I’ve been passed the government’s ‘reasonable worst case scenario planning assumptions to support civil contingencies planning for the end of the transition period’. The 34-page document describes itself as a ‘challenging manifestation of the risk in question’ but ‘not an extreme or absolute worst case scenario’.

A government source confirmed the official sensitive document, which was written in September, still underpins contingency planning. It is ‘not a forecast’ but a ‘reasonable’ assessment of what could happen to us if, in the next day or so, talks collapse on a free trade agreement with the European Union and the negotiations can’t be rescued.


Also, as Chancellor of the Duchy of Lancaster Michael Gove has conceded, too few businesses are prepared for the increased bureaucratic burden of trading with the EU even if there is a free trade agreement — so some of the ‘reasonable worst case’ shocks could materialise in any circumstances.

So what are those possible shocks? Well, these are the main headlines:

  1. Flow rates of medicines and medical products ‘could initially reduce to 60 to 80 per cent over three months which, if unmitigated, would impact on the supply of medicines and medical products across the UK’.
  2. ‘Protests and counter-protests will take place across the UK and may absorb significant amounts of police resources.
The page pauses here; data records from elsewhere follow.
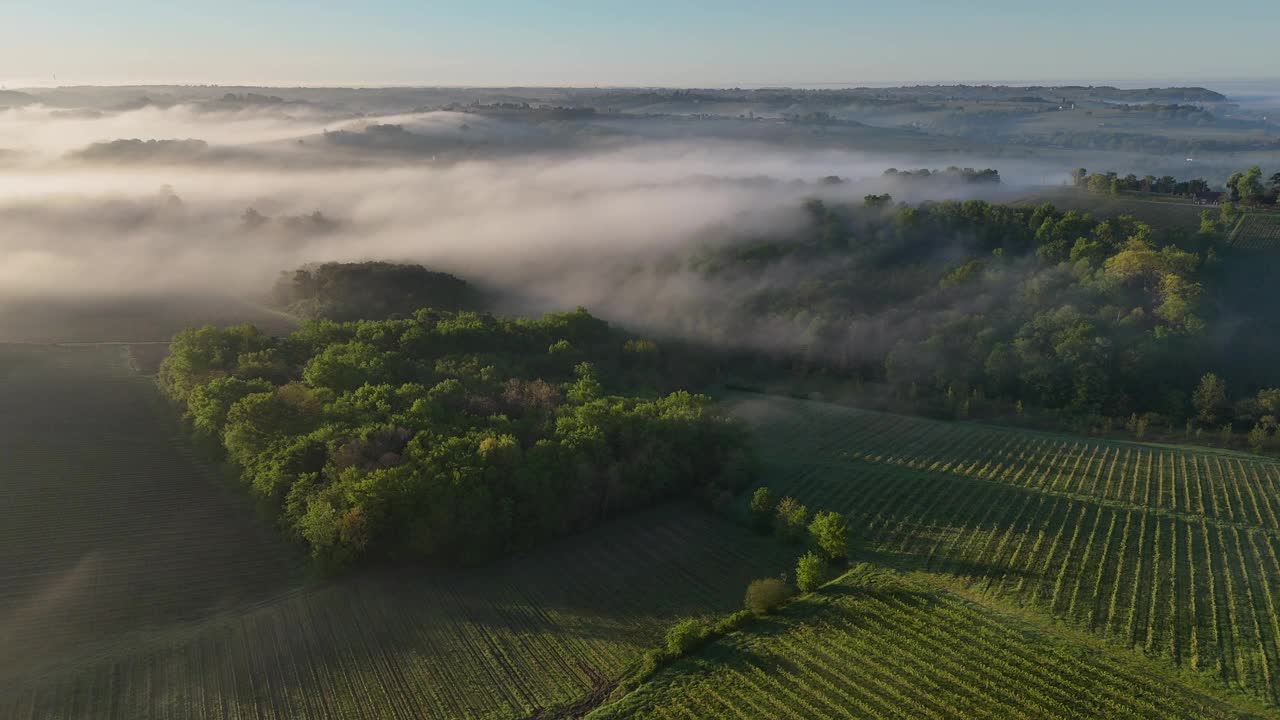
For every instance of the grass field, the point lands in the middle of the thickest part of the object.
(1257, 231)
(1171, 551)
(135, 584)
(901, 647)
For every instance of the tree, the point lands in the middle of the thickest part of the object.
(791, 516)
(1208, 223)
(685, 636)
(762, 509)
(810, 572)
(766, 595)
(1262, 432)
(1208, 399)
(1248, 185)
(830, 532)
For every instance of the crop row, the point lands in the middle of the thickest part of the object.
(1257, 232)
(906, 652)
(145, 591)
(1173, 552)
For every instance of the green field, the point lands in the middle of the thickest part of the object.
(1171, 551)
(894, 647)
(1257, 231)
(135, 583)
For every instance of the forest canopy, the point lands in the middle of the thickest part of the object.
(452, 437)
(353, 291)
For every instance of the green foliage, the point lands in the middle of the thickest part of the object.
(448, 436)
(766, 595)
(685, 636)
(830, 533)
(790, 518)
(1210, 399)
(352, 291)
(763, 506)
(810, 572)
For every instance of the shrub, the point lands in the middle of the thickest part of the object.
(764, 596)
(810, 572)
(791, 515)
(685, 636)
(762, 509)
(830, 532)
(735, 621)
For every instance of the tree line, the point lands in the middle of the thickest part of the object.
(451, 437)
(1248, 187)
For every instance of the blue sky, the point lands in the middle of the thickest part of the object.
(672, 42)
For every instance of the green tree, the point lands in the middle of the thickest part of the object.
(1208, 399)
(1262, 432)
(810, 572)
(830, 532)
(766, 595)
(791, 518)
(1248, 186)
(685, 636)
(1208, 223)
(762, 509)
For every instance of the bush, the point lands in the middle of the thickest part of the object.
(810, 572)
(764, 596)
(685, 636)
(735, 621)
(830, 532)
(791, 518)
(762, 509)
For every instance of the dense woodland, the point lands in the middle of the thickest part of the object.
(451, 436)
(965, 309)
(352, 291)
(1248, 187)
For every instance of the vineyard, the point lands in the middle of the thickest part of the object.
(1257, 232)
(135, 584)
(899, 647)
(1171, 551)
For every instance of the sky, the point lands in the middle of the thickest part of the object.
(653, 42)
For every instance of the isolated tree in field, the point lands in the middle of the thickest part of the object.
(1208, 223)
(685, 636)
(830, 532)
(1262, 432)
(791, 518)
(762, 509)
(1208, 399)
(766, 595)
(810, 572)
(1248, 185)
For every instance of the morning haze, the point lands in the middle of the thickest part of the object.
(607, 360)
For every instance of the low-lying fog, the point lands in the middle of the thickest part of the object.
(231, 195)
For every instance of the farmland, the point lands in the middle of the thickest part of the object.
(208, 614)
(874, 645)
(1160, 213)
(1257, 231)
(1174, 552)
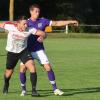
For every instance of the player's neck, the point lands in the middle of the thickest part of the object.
(19, 29)
(33, 19)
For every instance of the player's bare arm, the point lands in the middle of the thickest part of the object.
(40, 33)
(2, 25)
(63, 23)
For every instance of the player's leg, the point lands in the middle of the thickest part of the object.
(22, 77)
(51, 77)
(27, 60)
(11, 62)
(41, 56)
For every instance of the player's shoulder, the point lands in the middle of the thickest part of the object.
(10, 23)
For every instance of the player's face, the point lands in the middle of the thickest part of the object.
(22, 25)
(35, 13)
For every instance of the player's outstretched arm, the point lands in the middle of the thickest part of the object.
(64, 23)
(2, 25)
(40, 33)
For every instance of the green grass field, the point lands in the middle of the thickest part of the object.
(76, 63)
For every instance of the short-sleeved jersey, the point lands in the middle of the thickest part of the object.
(41, 23)
(16, 40)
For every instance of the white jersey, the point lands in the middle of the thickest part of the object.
(16, 40)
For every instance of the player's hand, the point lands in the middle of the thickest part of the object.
(40, 39)
(75, 23)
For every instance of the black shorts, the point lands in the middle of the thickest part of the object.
(12, 58)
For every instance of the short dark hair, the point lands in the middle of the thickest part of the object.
(21, 18)
(34, 6)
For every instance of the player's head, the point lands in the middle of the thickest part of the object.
(22, 23)
(34, 11)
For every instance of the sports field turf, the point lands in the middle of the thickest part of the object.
(76, 63)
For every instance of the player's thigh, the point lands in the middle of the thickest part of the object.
(22, 67)
(11, 60)
(40, 56)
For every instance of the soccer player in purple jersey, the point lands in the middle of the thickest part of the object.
(17, 50)
(35, 45)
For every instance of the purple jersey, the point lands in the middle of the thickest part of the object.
(33, 44)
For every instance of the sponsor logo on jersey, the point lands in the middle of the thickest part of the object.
(39, 25)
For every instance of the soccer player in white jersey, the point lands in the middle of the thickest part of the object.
(16, 50)
(37, 48)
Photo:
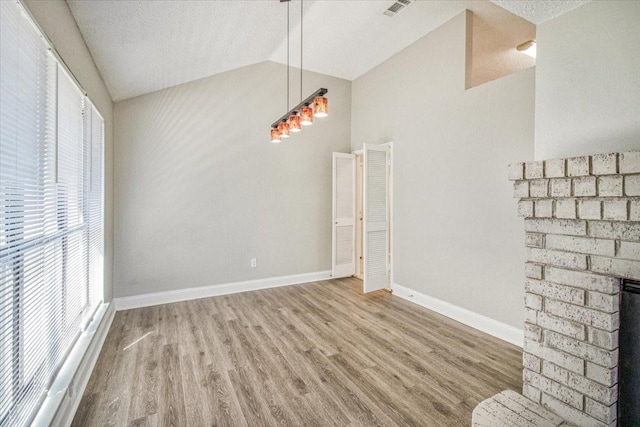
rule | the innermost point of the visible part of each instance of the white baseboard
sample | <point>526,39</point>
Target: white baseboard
<point>65,394</point>
<point>156,298</point>
<point>478,321</point>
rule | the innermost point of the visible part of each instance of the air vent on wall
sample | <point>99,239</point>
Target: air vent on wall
<point>397,7</point>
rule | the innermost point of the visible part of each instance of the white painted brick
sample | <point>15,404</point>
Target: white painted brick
<point>563,393</point>
<point>539,188</point>
<point>615,267</point>
<point>605,376</point>
<point>554,168</point>
<point>589,209</point>
<point>634,210</point>
<point>579,383</point>
<point>604,164</point>
<point>602,339</point>
<point>521,189</point>
<point>576,416</point>
<point>604,413</point>
<point>562,326</point>
<point>610,186</point>
<point>603,302</point>
<point>531,362</point>
<point>588,352</point>
<point>632,185</point>
<point>532,332</point>
<point>561,187</point>
<point>578,166</point>
<point>629,231</point>
<point>560,358</point>
<point>585,245</point>
<point>558,226</point>
<point>525,208</point>
<point>584,186</point>
<point>615,210</point>
<point>534,170</point>
<point>555,291</point>
<point>588,281</point>
<point>532,270</point>
<point>544,208</point>
<point>558,258</point>
<point>629,250</point>
<point>630,162</point>
<point>531,393</point>
<point>584,315</point>
<point>566,208</point>
<point>533,301</point>
<point>516,171</point>
<point>534,240</point>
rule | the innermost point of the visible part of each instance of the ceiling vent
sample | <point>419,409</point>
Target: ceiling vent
<point>397,7</point>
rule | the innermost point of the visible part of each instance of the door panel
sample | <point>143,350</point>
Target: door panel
<point>376,218</point>
<point>343,258</point>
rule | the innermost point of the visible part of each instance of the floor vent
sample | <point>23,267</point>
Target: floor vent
<point>397,7</point>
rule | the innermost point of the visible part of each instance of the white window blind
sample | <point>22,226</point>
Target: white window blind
<point>51,232</point>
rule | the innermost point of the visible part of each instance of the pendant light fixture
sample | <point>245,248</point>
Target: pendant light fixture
<point>320,106</point>
<point>275,135</point>
<point>314,105</point>
<point>294,123</point>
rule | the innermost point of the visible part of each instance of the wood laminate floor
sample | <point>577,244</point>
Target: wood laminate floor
<point>321,354</point>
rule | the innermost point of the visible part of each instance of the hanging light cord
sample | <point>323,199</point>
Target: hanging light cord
<point>301,8</point>
<point>288,55</point>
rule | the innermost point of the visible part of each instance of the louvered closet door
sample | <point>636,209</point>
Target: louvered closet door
<point>343,259</point>
<point>376,218</point>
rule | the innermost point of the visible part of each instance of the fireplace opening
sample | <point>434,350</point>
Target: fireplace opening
<point>629,363</point>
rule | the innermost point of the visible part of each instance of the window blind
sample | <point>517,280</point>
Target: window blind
<point>51,233</point>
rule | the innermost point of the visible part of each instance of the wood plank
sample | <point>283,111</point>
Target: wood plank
<point>316,354</point>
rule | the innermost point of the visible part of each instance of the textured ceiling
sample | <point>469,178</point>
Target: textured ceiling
<point>141,46</point>
<point>539,11</point>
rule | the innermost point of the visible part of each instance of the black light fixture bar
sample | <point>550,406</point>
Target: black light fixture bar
<point>320,92</point>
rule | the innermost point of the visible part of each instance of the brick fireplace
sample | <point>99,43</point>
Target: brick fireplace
<point>582,224</point>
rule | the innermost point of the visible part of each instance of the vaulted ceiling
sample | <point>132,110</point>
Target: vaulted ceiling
<point>141,46</point>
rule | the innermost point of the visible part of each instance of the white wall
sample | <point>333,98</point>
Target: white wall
<point>457,235</point>
<point>588,81</point>
<point>55,19</point>
<point>200,190</point>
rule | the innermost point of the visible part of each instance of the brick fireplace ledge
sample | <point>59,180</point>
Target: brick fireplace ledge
<point>582,224</point>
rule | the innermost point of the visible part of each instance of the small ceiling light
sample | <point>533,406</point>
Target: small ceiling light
<point>306,116</point>
<point>321,106</point>
<point>528,48</point>
<point>275,135</point>
<point>294,123</point>
<point>283,128</point>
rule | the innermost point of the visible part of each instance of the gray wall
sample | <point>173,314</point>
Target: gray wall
<point>200,190</point>
<point>55,19</point>
<point>588,81</point>
<point>456,232</point>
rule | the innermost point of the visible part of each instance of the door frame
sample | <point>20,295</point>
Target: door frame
<point>334,223</point>
<point>360,152</point>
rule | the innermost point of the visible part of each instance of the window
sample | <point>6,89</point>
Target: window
<point>51,226</point>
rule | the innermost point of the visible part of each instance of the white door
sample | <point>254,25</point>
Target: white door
<point>343,257</point>
<point>376,217</point>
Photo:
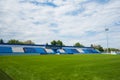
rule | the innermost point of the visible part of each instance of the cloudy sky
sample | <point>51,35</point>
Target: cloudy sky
<point>71,21</point>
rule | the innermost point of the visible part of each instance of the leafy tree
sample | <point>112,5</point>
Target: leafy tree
<point>78,45</point>
<point>28,42</point>
<point>13,41</point>
<point>98,47</point>
<point>53,42</point>
<point>59,43</point>
<point>1,41</point>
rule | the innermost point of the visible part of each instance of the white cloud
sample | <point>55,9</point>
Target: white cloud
<point>29,21</point>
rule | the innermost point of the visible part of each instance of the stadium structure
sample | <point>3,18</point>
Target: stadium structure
<point>44,49</point>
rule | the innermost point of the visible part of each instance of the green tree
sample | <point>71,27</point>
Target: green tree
<point>53,43</point>
<point>98,47</point>
<point>59,43</point>
<point>1,41</point>
<point>78,45</point>
<point>13,41</point>
<point>28,42</point>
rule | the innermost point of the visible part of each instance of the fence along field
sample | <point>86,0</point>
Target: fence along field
<point>61,67</point>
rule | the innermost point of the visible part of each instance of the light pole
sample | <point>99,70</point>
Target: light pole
<point>107,29</point>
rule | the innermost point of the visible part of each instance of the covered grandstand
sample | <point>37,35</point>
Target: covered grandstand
<point>44,49</point>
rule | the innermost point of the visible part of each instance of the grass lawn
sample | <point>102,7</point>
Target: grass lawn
<point>60,67</point>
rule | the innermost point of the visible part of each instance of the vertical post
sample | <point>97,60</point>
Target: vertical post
<point>107,39</point>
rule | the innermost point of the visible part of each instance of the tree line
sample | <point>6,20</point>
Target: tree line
<point>58,43</point>
<point>14,41</point>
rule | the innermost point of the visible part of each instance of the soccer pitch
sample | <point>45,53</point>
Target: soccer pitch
<point>60,67</point>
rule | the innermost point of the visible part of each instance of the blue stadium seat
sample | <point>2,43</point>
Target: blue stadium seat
<point>71,51</point>
<point>29,50</point>
<point>40,50</point>
<point>5,49</point>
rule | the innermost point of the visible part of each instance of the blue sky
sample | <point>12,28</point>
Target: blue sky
<point>71,21</point>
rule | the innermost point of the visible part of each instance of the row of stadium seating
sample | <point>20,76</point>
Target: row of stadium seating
<point>39,50</point>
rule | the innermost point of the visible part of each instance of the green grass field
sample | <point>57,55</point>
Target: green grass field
<point>60,67</point>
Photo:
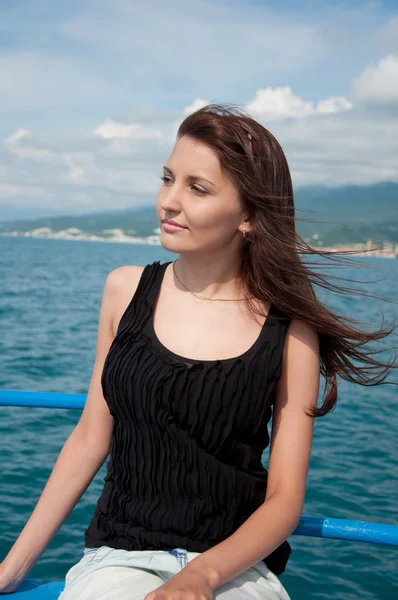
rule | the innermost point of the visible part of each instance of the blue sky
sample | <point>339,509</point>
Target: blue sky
<point>91,92</point>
There may also be a rise in public disorder and community tensions.’
  3. ‘EU and UK fishers could clash over the lost access to historic fishing grounds, and there could be a significant uplift in illegal fishing activities.’
  4. ‘Competing demands on UK government and devolved administration maritime agencies and their assets could put [maritime security] enforcement and response capabilities at risk.’
  5. There will be ‘reduced [food] supply availability, especially of certain fresh products’ and ‘supply of some critical dependencies for the food supply chain… could be reduced’.
  6. ‘Low income groups will be disproportionately affected by any price rises in food and fuel.’
  7. ‘Border delays, tariffs and new regulatory barriers/costs may result in disruption to supply of critical chemicals used in the UK… leading to the disruption of essential services (such as food, energy, water and medicine). Economic factors could result in some chemicals suppliers reducing operations or closing.’
  8. ‘Border delays could affect local fuel disruption. There will not be wider national-level oil shortage.’
  9. There is a risk of a reduction in the supply of medicines for UK veterinary use which ‘would reduce our ability to prevent and control disease outbreaks, with potential detrimental impacts for animal health and welfare, the environment, wider food safety/availability and zoonotic disease control which can directly impact human health’.
  10. ‘Between 40 and 70per cent of trucks travelling to the EU might not be ready for new border controls. This could reduce flow across the short channel crossing to 60 to 80 per cent of normal levels with maximum queues of 7,000 trucks in Kent and delays of two days. The worst disruption would subside within three months’.
  11. The transition from ‘internal security co-operation with the EU’ to ‘non-EU mechanisms’ may not be smooth and seamless and may ‘result in a mutual reduction in capability to tackle crime and terrorism’.
  12. Around one in 20 local authorities are at risk of financial collapse as a result of higher service demand caused by a disruptive EU exit.

There are plenty of other risks identified in the document. They show the magnitude of what is at stake as talks on that elusive free trade deal reach their climax.

I asked the government for a comment. This is what a spokesperson said:

As a responsible government we continue to make extensive preparations for a wide range of scenarios, including the reasonable worst case. This is not a forecast or prediction of what will happen but rather a stretching scenario. It reflects a responsible government ensuring we are ready for all eventualities.
Whatever the outcome of the negotiations, we will soon be outside the single market and customs union. It’s vital that businesses and citizens prepare now for the opportunities and changes at the end of the transition period, and intensive planning is underway to support them to get ready.
This includes launching a comprehensive communications campaign to make sure everyone knows what they need to do to prepare.